Les conservateurs, au pouvoir depuis 12 ans et qui ont fait campagne pour le Brexit en soulignant l’immigration comme le plus gros problème du pays, ne sont pas les seuls à être pointés du doigt par les artistes. Le nouveau Premier ministre Keir Starmer, chef du parti travailliste, et son gouvernement « n’ont pas non plus dénoncé le racisme ». Ces émeutes d’extrême droite sont « le résultat inévitable d’années de racisme et d’islamophobie parrainés par l’État, où les musulmans, les personnes de couleur et les migrants sont utilisés comme boucs émissaires pour masquer des décennies d’erreurs politiques et d’austérité économique ».
Politique et médias
Le groupe de rock Nova Twins, composé de la chanteuse Amy Love et de la bassiste Georgia South, a exprimé son « dégoût face à la montée de la violence d’extrême droite au Royaume-Uni ». Selon eux, les attaques au couteau « sur des jeunes filles devraient inspirer compassion et solidarité » avec les familles endeuillées. « Au lieu de cela, nous assistons à une brutalité qui alimente la souffrance et la haine, avec des musulmans innocents et des personnes de couleur attaqués et battus, et des gens qui ont peur de quitter leur domicile. C’est du racisme pur, une maladie dont notre pays semble incapable de se débarrasser.
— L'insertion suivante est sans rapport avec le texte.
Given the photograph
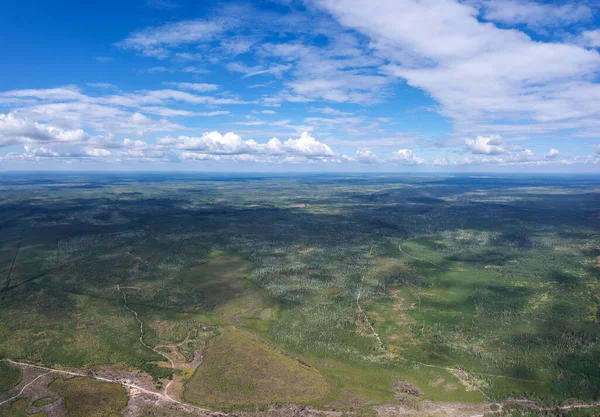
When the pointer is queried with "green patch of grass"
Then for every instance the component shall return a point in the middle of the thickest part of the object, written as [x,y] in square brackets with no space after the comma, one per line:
[240,370]
[17,409]
[10,376]
[40,402]
[86,397]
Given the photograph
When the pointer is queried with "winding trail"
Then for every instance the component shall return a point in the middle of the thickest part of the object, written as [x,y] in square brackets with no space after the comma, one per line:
[455,371]
[141,339]
[417,259]
[12,265]
[131,387]
[25,387]
[358,295]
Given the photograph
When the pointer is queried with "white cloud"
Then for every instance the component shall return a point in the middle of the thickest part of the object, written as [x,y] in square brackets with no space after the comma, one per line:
[214,143]
[104,59]
[590,38]
[198,87]
[14,129]
[366,156]
[406,156]
[486,145]
[552,154]
[535,15]
[276,70]
[478,72]
[157,41]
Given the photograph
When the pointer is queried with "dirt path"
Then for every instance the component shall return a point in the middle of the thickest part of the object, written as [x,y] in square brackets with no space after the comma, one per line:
[25,387]
[358,295]
[417,259]
[455,371]
[12,265]
[141,339]
[132,388]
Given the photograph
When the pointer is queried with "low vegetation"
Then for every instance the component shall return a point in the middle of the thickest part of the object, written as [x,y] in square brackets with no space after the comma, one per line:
[86,397]
[341,292]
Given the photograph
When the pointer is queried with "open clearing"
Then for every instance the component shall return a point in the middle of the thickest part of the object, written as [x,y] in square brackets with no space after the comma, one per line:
[340,294]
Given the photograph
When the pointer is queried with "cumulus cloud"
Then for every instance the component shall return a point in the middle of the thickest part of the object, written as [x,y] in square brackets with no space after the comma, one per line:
[366,156]
[481,74]
[590,38]
[407,157]
[486,145]
[552,153]
[14,130]
[214,143]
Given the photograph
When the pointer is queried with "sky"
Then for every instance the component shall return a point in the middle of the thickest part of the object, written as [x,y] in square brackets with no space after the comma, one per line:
[300,85]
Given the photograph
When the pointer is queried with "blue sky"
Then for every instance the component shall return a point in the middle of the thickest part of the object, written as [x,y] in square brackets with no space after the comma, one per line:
[315,85]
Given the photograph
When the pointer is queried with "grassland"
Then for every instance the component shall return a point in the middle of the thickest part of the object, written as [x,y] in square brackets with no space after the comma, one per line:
[275,378]
[86,397]
[339,292]
[10,376]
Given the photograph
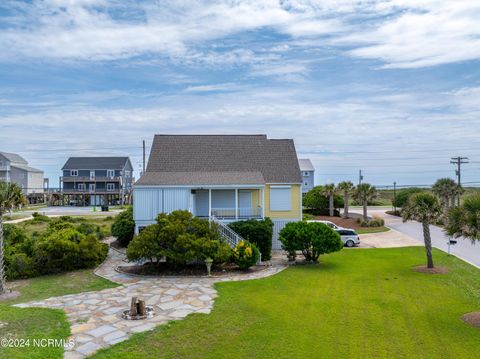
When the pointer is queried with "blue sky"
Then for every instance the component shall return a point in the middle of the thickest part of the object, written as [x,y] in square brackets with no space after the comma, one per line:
[391,87]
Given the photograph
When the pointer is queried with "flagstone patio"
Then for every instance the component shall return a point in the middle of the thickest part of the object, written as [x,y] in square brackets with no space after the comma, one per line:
[95,317]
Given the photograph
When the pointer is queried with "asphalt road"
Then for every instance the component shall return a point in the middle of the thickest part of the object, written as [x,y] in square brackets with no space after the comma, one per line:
[464,249]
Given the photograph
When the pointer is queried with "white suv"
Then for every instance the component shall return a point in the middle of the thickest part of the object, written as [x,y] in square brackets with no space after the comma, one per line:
[347,235]
[328,223]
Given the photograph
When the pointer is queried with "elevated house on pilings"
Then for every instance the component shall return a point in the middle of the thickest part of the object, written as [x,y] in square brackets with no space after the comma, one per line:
[96,181]
[15,169]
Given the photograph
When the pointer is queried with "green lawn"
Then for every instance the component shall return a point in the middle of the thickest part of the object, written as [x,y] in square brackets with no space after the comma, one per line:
[104,222]
[361,303]
[30,323]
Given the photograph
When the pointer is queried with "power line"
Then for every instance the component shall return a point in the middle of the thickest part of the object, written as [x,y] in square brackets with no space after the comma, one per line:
[459,161]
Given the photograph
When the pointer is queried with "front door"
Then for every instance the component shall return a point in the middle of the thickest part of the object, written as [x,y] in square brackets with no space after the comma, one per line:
[244,204]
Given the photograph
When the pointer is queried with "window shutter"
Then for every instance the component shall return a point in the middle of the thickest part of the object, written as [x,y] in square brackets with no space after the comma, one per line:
[280,198]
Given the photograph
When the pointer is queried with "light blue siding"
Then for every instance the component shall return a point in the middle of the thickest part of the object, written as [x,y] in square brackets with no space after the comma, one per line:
[149,202]
[280,198]
[223,198]
[176,198]
[201,203]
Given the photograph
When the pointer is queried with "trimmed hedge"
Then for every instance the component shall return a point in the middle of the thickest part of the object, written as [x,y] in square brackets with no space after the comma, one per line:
[312,238]
[257,232]
[124,227]
[67,244]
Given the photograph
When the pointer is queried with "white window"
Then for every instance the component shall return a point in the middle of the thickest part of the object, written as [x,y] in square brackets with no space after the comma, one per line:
[280,198]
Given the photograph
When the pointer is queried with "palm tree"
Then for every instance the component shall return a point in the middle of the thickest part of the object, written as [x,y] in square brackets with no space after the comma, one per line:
[445,189]
[346,187]
[424,208]
[464,221]
[10,197]
[363,194]
[329,190]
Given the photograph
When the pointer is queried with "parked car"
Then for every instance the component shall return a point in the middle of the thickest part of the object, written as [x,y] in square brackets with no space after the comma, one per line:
[328,223]
[349,237]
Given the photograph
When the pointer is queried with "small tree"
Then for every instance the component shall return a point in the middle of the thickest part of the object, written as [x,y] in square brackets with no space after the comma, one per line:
[180,238]
[424,208]
[316,201]
[124,226]
[403,195]
[346,187]
[257,232]
[312,238]
[11,196]
[363,194]
[464,221]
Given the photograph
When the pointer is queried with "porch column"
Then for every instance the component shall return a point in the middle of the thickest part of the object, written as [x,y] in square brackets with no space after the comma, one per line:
[262,192]
[209,203]
[236,203]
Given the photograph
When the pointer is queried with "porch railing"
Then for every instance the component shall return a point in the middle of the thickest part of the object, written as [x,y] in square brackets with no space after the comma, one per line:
[230,236]
[242,213]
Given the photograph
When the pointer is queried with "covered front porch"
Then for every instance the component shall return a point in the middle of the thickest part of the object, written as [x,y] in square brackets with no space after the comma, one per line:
[228,203]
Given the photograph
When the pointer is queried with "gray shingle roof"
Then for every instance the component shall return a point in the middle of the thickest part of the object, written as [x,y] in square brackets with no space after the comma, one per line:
[305,164]
[25,168]
[201,178]
[95,163]
[275,159]
[13,157]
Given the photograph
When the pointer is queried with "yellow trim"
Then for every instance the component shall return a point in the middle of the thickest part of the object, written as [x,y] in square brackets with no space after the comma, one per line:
[255,198]
[295,209]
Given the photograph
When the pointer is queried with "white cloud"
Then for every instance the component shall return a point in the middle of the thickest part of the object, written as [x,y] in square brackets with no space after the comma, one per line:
[401,33]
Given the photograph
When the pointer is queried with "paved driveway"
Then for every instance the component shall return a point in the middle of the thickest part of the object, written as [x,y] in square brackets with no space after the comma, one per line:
[464,249]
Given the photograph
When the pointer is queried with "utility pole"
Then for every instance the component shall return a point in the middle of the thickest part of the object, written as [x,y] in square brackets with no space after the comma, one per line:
[395,197]
[143,168]
[459,161]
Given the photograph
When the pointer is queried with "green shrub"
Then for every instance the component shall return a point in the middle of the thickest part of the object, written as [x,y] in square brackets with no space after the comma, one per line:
[245,255]
[312,238]
[257,232]
[19,266]
[58,224]
[179,237]
[124,227]
[317,202]
[57,253]
[66,250]
[92,252]
[13,234]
Des voyous anti-immigration crient des insultes islamophobes et mettent le feu à des voitures et à des bâtiments – comment pouvez-vous être fier d’un pays comme celui-là ? », ont ajouté les deux hommes dans leur communiqué. communiquéIl a également appelé à « mettre fin à ce cycle de violence et de haine ».
Le chanteur Sam Duckworth, dont le nom de scène est Get Cape. Wear Cape. Fly, a déclaré que si les émeutiers avaient été « d’une autre couleur, ces émeutes auraient été qualifiées d’extrémisme national ». Il a également appelé le nouveau gouvernement de centre-gauche à « reconnaître que les racines de tout cela se trouvent fermement dans le racisme ».
Déjà en 2019, Neil Basu, l’un des spécialistes de la lutte contre le terrorisme au sein de la police métropolitaine, avait mis en garde contre le terrorisme d’extrême droite. « Le problème est petit, mais c’est celui qui connaît la croissance la plus rapide », avait-il déclaré à l’époque dans le Gardien.
Le miroir français
Un miroir qui se reflète en France. En 2023, le patron de la DGSI Nicolas Lerner déclarait à la Monde Selon lui, « le risque terroriste » généré par l’extrême droite « s’accroît depuis quelques années au sein des démocraties occidentales, notamment en France ». En cause : « la conviction » d’un « grand remplacement » et la nécessité de « remplacer l’État » et de « précipiter la confrontation, pour avoir une chance de gagner ».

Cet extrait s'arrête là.